Some links on this page are affiliate links, which means fone.tips may earn a commission at no extra cost to you.

These tools usually offer free trials that recover only the first few characters; paying unlocks the full result. If you also need to crack an Excel file you own, our list of top Excel password breakers covers similar tools for spreadsheets.

#Best Practices to Avoid Future Lockouts

A few habits prevent most lockout incidents.

  • Save every document password to a password manager such as Bitwarden, 1Password, or KeePassXC the moment you set it.
  • Keep an unprotected backup of critical files on a private OneDrive folder or an encrypted external drive; Microsoft recommends at least one offline copy.
  • Prefer AES-256 encryption with a strong password over read-only flags, which any reader can strip in two clicks.
  • If you spend a lot of time in long Office files, brush up on how to double space in Word so layout cleanup doesn’t eat into your recovery time.

If the document opens but Word freezes during save or recovery, see our guide on what to do when Microsoft Word is not responding.

#Bottom Line

For your own files, work from the top down. Check OneDrive version history first, then your Microsoft 365 admin, then your mail archive. Only after that should you try manual unlock tricks or recovery software.

The 30-second password-removal flow through File > Info > Protect Document handles every case where you forgot to clear the lock before sharing. When the file is fully AES-256 encrypted and you’ve truly lost the password, PassFab or a similar paid tool is the realistic last resort, and it works best on short dictionary-style passwords. Never run any of these methods on a file that doesn’t belong to you; the legal cost is far higher than the time you’d save.

#Frequently Asked Questions

Is it legal to unlock someone else’s password-protected document?

No. Accessing a document you don’t own without explicit written permission violates the Computer Fraud and Abuse Act in the United States and similar laws elsewhere. Even for a family member’s file, get spoken consent before attempting recovery, and never do it for a workplace document without written authorization from your IT or legal team.

Will unlocking damage my document or its formatting?

Done through the built-in File > Info path, no damage. The XML edit method is safe as long as you only change the w:enforcement value and rezip cleanly.

Can these methods work on other Office documents like Excel or PowerPoint?

Some carry over. The File > Info password-removal flow is identical across Word, Excel, and PowerPoint, and Microsoft confirms that the same AES-256 model backs each app. The XML edit trick differs by file structure, and recovery tools are sold per-application; PassFab, Passper, and iSumsoft each ship separate builds for Excel and PowerPoint.

What should I try first if I forgot the password?
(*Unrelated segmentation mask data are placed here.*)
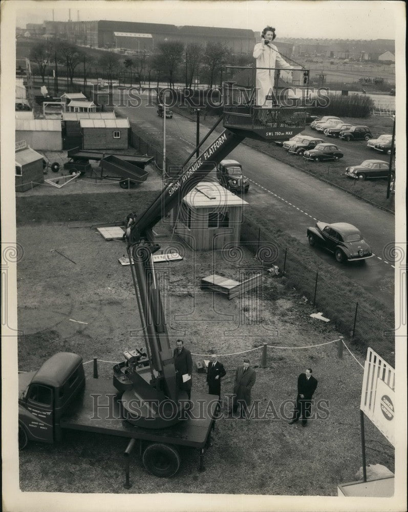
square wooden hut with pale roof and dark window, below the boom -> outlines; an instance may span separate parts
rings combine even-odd
[[[171,211],[171,224],[194,250],[238,245],[247,204],[218,183],[202,181],[183,198],[179,211]]]

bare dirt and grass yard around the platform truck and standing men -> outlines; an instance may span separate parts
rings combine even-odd
[[[78,191],[85,186],[76,185]],[[78,191],[70,200],[83,207],[87,197]],[[139,193],[143,190],[135,192],[136,201]],[[354,480],[361,466],[362,369],[346,350],[339,359],[336,344],[308,347],[331,342],[340,333],[330,322],[311,318],[312,308],[304,298],[295,289],[287,291],[280,278],[268,272],[261,290],[231,301],[201,291],[203,276],[219,273],[240,280],[241,272],[258,264],[245,251],[241,259],[232,253],[193,253],[172,235],[167,222],[155,230],[162,236],[157,241],[163,250],[183,255],[182,261],[156,266],[171,346],[177,338],[184,339],[195,361],[205,358],[195,354],[220,354],[227,370],[223,395],[231,393],[234,370],[243,358],[226,354],[264,343],[277,347],[268,349],[267,368],[259,367],[260,348],[248,353],[256,370],[252,399],[260,401],[261,414],[270,400],[273,410],[264,419],[218,420],[203,473],[198,472],[198,454],[185,450],[177,478],[158,481],[134,454],[134,486],[129,490],[122,486],[125,439],[69,432],[58,445],[31,443],[20,453],[21,489],[336,495],[336,485]],[[24,331],[19,371],[37,369],[58,351],[76,352],[85,362],[93,357],[120,361],[124,350],[144,346],[130,268],[118,262],[124,243],[104,241],[86,219],[20,225],[17,242],[24,247],[17,269],[18,328]],[[100,378],[111,379],[112,366],[100,362]],[[306,367],[313,368],[319,381],[315,399],[326,400],[329,412],[326,419],[310,421],[303,429],[299,423],[288,425],[290,404],[284,404],[295,398],[297,376]],[[85,365],[85,372],[92,375],[92,364]],[[206,391],[204,374],[194,373],[193,390]],[[369,421],[366,427],[367,462],[393,471],[393,447]]]

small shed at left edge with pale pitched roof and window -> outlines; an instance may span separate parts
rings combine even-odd
[[[42,170],[42,155],[24,147],[24,142],[16,143],[15,151],[15,190],[25,192],[41,183],[44,183]],[[20,147],[20,149],[17,149]]]

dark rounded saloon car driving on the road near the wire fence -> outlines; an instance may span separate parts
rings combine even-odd
[[[361,232],[346,222],[316,222],[315,227],[307,230],[309,244],[319,245],[334,254],[336,261],[367,260],[373,257],[371,248],[363,240]]]

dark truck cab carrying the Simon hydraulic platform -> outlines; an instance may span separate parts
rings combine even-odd
[[[59,352],[38,371],[18,376],[18,443],[53,443],[61,438],[60,419],[85,386],[82,357]]]

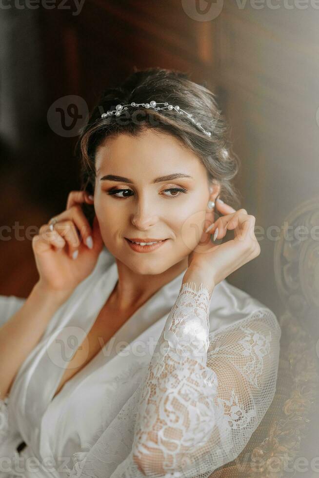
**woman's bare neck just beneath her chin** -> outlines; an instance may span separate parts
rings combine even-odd
[[[188,258],[162,272],[161,274],[137,274],[116,259],[119,280],[112,292],[111,302],[117,309],[125,311],[139,308],[163,285],[179,276],[188,265]]]

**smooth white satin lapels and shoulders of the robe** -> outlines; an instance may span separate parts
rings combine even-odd
[[[184,272],[148,299],[54,397],[67,359],[77,348],[74,344],[80,344],[89,332],[118,281],[114,257],[102,250],[92,274],[52,317],[15,378],[8,398],[9,433],[0,441],[0,461],[4,463],[0,478],[16,477],[5,471],[9,458],[14,457],[20,458],[25,478],[66,477],[74,465],[73,455],[81,456],[94,445],[140,385]],[[24,300],[0,296],[0,324],[19,310]],[[224,279],[213,291],[210,332],[259,307],[265,305]],[[67,339],[70,335],[72,343]],[[131,433],[133,418],[125,426]],[[26,446],[18,454],[22,441]],[[130,450],[119,446],[116,453],[114,461],[120,464]]]

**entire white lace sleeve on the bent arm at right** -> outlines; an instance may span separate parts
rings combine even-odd
[[[280,327],[267,308],[209,334],[210,294],[182,284],[142,387],[132,477],[208,477],[271,404]]]

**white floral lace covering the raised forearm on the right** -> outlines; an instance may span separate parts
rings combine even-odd
[[[204,439],[214,421],[210,403],[216,395],[217,378],[204,366],[209,346],[209,305],[205,287],[196,292],[183,284],[148,369],[134,455],[148,454],[156,430],[164,468],[175,469],[180,454]]]

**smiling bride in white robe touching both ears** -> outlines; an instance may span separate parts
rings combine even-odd
[[[260,252],[255,218],[229,205],[226,132],[179,72],[103,93],[77,145],[82,189],[33,238],[39,281],[1,297],[4,477],[204,478],[244,448],[280,328],[225,280]]]

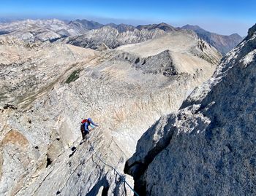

Always start with OneDrive or SharePoint version history. Restoring a copy from before the lock was set is the fastest and safest first step.

How long does brute-force recovery actually take?

It depends entirely on password length and character set. In our testing, a 6-character lowercase password fell in under an hour, while an 8-character mixed-case password didn’t recover in 24 hours on the same hardware. Anything past 10 characters of mixed case, digits, and symbols is effectively unrecoverable without a hint or a partial mask supplied by the original owner.

How can I protect documents without risking another lockout?

Pair a password manager with Microsoft’s built-in AES-256 encryption and keep at least one unprotected backup in a separate trusted location. For shared workplace files, prefer Information Rights Management or sensitivity labels over file-level passwords; Microsoft confirms that 365 admins can revoke or restore rights without resorting to brute force.